Abstract

Since the 1960s, the Permian Basin of west Texas and southeast New Mexico has experienced earthquakes that were possibly triggered by oil and gas activities. In recent years, seismicity has been concentrated near Pecos, Texas; around the Dagger Draw Field, New Mexico; and near the Cogdell Field, Snyder, Texas. We have collected hundreds of measurements of stress orientation and relative magnitude to identify potentially active normal, normal/strike-slip, or strike-slip faults that might be susceptible to earthquake triggering in this region.
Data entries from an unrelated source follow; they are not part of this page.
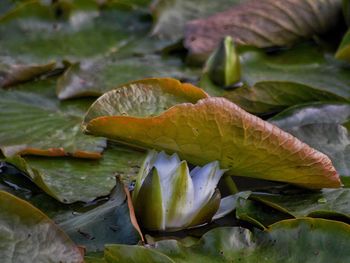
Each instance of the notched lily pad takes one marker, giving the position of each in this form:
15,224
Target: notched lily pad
28,235
320,126
71,180
38,125
296,240
211,129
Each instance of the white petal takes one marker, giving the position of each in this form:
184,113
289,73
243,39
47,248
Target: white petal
205,180
178,198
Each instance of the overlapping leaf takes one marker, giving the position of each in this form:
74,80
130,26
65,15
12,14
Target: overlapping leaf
27,235
171,16
302,240
71,180
319,125
78,80
343,52
263,23
36,124
202,131
328,203
275,82
107,223
35,33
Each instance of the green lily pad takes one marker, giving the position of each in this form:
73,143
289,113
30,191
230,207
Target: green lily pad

In the Midland Basin and Central Basin Platform, the faulting regime is consistently normal/strike slip, and the direction of the maximum horizontal compressive stress (SHmax) is approximately east–west, although modest rotations of the SHmax direction are seen in some areas. Within the Delaware Basin, however, a large-magnitude clockwise rotation (∼150°) of SHmax occurs progressively from being nearly north–south in the north to east-southeast–west-northwest in the south, including the western Val Verde Basin. A normal faulting stress field is observed throughout the Delaware Basin. We use these stress data to estimate the potential for slip on mapped faults across the Permian Basin in response to injection-related pressure changes at depth that might be associated with future oil and gas development activities in the region.